You’ll still want to keep a long warmup. Stan will usually move from its initial guess to something close to the solution really quickly, but it still needs a long time to adjust its time step and figure out the mass matrix so during the sampling stage you’re getting nice healthy hopefully-independent samples (edit: again, check the manual on this. I’m probably not describing it very precisely).

Another fishy thing about the traceplots are the little flat areas. You don’t want these. There’s something fishy going on. Since you’re using R, just pop open shinystan (`launch_shinystan(fit)`) and look around and see if you see anything weird.

What you’re looking for is pairs (which you can do from RStan itself) to see if there are strong correlations or banan-like or funnel-like shapes.
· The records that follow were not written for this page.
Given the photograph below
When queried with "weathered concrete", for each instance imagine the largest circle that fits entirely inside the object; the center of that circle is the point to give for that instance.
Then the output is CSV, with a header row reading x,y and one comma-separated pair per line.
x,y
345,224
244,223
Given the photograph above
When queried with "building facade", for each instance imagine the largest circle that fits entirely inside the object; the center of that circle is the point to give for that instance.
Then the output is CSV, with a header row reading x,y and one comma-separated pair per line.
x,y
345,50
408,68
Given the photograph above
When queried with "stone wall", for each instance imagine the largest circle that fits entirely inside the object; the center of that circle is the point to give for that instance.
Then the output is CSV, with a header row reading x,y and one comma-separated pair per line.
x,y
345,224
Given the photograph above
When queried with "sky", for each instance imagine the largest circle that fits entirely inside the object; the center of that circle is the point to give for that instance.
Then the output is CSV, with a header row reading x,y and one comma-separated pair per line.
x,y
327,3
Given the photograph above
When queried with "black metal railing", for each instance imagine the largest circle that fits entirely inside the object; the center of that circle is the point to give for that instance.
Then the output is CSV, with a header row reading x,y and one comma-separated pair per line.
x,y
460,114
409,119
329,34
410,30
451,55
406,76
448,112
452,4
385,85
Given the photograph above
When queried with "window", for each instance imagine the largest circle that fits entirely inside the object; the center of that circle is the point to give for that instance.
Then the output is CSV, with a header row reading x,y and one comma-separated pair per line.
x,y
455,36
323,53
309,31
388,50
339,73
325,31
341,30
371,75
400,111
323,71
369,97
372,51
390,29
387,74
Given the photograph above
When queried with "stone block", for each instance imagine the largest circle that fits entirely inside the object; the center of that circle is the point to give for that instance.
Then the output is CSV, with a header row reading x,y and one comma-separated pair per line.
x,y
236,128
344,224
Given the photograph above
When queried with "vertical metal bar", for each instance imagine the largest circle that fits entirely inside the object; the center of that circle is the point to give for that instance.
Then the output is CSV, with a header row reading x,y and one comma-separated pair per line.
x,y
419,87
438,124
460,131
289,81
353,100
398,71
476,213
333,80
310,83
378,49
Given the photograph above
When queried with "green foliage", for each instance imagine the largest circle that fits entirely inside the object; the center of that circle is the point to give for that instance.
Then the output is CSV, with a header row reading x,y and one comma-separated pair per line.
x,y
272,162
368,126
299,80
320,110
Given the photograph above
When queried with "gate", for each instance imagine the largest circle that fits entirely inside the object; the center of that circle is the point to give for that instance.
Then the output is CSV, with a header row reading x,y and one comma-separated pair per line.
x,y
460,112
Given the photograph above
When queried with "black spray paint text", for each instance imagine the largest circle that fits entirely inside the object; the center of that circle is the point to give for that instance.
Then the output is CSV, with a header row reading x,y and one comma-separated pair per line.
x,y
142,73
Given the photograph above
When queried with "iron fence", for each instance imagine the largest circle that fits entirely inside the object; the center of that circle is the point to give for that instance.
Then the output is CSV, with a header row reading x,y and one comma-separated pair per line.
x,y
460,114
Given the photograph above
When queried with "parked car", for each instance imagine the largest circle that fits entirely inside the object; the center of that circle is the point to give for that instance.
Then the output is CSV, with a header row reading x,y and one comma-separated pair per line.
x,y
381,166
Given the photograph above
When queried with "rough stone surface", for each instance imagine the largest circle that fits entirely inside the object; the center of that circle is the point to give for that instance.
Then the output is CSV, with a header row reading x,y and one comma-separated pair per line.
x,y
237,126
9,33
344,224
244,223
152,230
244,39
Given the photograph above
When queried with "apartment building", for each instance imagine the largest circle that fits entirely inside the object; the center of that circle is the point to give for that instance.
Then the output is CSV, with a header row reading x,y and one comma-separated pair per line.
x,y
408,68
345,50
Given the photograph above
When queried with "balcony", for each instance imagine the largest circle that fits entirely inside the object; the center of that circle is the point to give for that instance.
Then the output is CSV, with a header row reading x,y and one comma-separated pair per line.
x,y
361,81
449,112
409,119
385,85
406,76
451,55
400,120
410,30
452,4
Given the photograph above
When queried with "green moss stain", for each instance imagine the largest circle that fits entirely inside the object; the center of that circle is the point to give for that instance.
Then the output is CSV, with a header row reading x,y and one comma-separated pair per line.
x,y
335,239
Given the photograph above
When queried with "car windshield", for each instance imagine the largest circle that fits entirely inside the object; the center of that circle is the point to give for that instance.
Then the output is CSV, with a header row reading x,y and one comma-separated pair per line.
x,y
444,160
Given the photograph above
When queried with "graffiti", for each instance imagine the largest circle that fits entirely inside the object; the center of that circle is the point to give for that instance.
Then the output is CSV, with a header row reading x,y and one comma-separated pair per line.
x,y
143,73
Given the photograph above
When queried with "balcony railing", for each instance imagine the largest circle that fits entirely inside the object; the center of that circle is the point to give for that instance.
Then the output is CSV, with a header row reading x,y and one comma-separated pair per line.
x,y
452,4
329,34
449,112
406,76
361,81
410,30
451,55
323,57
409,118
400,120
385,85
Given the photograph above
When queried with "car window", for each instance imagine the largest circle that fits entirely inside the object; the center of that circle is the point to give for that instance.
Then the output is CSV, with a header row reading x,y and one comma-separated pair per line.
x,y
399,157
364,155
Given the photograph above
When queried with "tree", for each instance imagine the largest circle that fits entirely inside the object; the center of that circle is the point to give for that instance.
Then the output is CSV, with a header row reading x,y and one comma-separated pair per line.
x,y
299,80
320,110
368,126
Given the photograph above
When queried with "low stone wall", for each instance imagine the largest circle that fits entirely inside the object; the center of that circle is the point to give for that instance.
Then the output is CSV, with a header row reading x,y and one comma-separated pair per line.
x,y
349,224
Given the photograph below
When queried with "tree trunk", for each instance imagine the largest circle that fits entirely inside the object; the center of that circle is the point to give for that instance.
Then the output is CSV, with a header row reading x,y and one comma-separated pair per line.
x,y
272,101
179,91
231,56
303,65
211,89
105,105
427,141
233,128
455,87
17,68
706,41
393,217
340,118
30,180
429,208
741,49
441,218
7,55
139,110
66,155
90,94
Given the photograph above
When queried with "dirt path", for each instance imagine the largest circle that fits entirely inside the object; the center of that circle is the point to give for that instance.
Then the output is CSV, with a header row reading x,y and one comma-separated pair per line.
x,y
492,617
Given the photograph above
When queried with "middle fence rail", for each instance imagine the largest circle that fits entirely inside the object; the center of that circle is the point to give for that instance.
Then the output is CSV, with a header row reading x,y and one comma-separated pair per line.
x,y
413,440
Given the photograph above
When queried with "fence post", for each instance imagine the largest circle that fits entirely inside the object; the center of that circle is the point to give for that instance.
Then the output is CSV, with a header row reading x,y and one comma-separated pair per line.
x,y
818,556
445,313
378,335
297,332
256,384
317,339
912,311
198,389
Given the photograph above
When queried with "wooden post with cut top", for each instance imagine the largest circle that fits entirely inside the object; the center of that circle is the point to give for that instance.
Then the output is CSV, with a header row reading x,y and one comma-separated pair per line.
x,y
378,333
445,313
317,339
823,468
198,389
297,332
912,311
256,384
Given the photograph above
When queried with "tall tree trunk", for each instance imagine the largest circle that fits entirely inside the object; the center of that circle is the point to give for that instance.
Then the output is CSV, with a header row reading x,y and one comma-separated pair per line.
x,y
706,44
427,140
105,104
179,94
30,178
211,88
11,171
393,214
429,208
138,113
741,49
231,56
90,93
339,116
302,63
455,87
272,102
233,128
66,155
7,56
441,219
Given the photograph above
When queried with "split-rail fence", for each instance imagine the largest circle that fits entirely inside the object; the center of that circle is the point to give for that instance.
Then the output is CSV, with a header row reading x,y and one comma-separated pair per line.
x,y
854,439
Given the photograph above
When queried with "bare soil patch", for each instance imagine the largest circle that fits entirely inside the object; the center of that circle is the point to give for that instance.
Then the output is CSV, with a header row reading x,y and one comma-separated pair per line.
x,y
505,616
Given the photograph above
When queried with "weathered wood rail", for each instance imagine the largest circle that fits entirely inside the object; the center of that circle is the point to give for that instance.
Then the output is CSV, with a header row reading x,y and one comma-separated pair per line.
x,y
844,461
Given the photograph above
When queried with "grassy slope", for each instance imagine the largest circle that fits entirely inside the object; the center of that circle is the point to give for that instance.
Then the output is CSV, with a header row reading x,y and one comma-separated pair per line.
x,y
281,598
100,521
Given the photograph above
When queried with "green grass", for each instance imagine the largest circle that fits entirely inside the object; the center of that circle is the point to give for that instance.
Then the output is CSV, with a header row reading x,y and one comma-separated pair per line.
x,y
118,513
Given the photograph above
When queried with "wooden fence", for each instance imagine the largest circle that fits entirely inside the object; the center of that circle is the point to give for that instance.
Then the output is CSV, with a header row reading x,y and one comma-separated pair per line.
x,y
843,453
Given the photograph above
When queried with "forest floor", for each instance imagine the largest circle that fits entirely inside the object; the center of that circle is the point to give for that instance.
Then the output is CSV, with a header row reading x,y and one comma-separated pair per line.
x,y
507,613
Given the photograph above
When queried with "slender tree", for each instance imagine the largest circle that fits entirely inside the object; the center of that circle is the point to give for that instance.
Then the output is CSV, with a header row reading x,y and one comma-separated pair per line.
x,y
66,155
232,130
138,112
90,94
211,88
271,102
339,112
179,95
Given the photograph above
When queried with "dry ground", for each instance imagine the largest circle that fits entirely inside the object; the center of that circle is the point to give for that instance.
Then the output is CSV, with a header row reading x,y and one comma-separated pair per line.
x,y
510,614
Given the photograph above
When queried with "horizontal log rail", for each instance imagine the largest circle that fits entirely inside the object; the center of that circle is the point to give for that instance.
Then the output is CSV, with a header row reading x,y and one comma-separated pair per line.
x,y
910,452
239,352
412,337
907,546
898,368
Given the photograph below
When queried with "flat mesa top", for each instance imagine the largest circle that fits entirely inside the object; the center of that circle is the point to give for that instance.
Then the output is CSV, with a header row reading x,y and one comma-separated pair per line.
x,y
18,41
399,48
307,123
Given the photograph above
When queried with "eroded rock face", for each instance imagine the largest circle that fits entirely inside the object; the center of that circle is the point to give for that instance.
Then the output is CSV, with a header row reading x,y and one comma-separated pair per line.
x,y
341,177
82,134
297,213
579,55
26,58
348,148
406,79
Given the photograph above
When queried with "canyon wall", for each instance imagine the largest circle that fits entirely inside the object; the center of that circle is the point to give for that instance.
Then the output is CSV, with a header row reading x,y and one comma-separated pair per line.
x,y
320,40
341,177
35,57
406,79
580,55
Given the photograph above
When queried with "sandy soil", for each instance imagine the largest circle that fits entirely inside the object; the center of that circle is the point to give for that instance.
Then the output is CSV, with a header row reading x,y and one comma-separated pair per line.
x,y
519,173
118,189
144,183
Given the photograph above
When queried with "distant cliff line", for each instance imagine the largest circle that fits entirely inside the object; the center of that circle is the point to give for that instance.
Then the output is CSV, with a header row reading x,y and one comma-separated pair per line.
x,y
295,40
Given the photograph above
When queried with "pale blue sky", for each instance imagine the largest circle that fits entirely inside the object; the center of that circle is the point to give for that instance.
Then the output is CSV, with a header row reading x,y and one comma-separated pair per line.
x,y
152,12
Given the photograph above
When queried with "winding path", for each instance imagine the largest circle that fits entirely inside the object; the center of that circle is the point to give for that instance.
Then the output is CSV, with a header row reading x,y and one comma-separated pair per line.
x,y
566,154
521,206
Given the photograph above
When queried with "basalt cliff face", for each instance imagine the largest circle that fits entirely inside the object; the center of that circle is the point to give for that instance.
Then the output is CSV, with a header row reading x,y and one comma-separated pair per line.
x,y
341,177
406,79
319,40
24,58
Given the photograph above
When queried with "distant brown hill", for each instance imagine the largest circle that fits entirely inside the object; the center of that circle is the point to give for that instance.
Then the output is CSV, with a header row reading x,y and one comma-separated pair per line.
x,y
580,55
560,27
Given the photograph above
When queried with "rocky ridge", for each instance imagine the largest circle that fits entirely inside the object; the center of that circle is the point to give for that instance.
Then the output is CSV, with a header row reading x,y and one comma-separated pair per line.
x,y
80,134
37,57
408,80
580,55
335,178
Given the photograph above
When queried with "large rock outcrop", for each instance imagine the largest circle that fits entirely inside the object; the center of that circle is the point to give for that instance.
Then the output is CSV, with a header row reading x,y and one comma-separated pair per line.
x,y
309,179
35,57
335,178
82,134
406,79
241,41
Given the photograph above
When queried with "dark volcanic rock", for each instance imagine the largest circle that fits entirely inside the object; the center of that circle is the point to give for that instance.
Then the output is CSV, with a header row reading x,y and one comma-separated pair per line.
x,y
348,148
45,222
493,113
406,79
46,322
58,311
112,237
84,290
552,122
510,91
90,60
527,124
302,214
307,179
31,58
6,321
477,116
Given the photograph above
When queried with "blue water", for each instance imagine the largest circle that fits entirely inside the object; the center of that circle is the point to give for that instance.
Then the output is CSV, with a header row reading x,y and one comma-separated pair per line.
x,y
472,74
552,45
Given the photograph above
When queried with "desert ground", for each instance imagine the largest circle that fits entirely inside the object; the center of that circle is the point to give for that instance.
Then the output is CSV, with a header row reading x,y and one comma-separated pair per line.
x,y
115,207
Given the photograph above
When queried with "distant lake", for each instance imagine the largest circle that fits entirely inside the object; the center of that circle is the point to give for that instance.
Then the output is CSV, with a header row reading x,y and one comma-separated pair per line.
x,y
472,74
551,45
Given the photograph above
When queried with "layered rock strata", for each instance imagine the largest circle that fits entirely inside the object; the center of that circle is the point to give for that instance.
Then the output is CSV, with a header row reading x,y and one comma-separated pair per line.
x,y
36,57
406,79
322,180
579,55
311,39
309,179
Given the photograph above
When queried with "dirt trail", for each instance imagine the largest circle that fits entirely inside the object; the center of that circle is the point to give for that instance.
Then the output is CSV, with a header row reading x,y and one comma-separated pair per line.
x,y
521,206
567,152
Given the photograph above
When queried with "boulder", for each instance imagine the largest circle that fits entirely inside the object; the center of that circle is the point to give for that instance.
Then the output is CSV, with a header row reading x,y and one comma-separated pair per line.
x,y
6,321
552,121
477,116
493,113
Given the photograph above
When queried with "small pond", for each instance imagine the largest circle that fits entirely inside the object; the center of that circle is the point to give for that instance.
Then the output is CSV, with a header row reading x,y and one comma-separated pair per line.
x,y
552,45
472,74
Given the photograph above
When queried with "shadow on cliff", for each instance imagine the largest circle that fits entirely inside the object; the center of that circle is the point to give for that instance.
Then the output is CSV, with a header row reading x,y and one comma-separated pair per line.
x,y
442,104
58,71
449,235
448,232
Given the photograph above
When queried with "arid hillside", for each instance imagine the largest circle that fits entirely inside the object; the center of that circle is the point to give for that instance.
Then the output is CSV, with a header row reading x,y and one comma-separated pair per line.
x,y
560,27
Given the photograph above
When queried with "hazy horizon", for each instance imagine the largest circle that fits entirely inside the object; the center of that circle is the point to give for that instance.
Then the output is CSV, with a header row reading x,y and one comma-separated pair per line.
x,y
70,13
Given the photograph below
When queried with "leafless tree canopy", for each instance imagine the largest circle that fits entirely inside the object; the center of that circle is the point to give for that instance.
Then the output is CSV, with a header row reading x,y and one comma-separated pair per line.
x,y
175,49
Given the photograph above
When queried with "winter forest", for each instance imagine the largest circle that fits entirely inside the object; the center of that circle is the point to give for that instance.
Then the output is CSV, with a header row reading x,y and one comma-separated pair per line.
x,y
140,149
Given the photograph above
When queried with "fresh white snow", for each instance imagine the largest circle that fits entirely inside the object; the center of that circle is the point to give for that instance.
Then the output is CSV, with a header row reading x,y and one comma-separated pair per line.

I indented and spaced the program so I could read it (how do people work with their programs not indented and not spaced? they’re impossible to read!):

``````data{
int n;
int n_xvar;
int n_z_l_var;
int n_z_y_var;
vector[n] y;
matrix[n,n_xvar] x;
vector[n] z;
}
parameters{
vector[n_xvar] x_beta;
vector[n_z_l_var] z_gamma;
real z_beta;
real latent_beta;
vector[n] latent;
}
model{
vector[n] z_residual = z - (z_gamma[1]
+ latent * z_gamma[2]);
z ~ normal(z_gamma[1]
+ latent * z_gamma[2],
1);
y ~ normal(x * x_beta
+ z_residual * z_beta
+ latent * latent_beta,
1);
}
``````

Also, the thing commented as likelihood isn’t all the likelihood—you need to marginalize out the latent to get the likelihood.

I don’t see why you’re using a residual with a coefficient here, so I’m guessing there’s probably a more generative formulation of this model. I wouldn’t use `latent` as a variable name—too generic.

the real problem you’re probably running into is the `latent * latent_beta` term. This can be bad news if they’re not both controlled strongly by a prior as it introduces nasty multiplicative uncertainty (you should see a banana-like relation between `latent` and each of the `latent_beta`).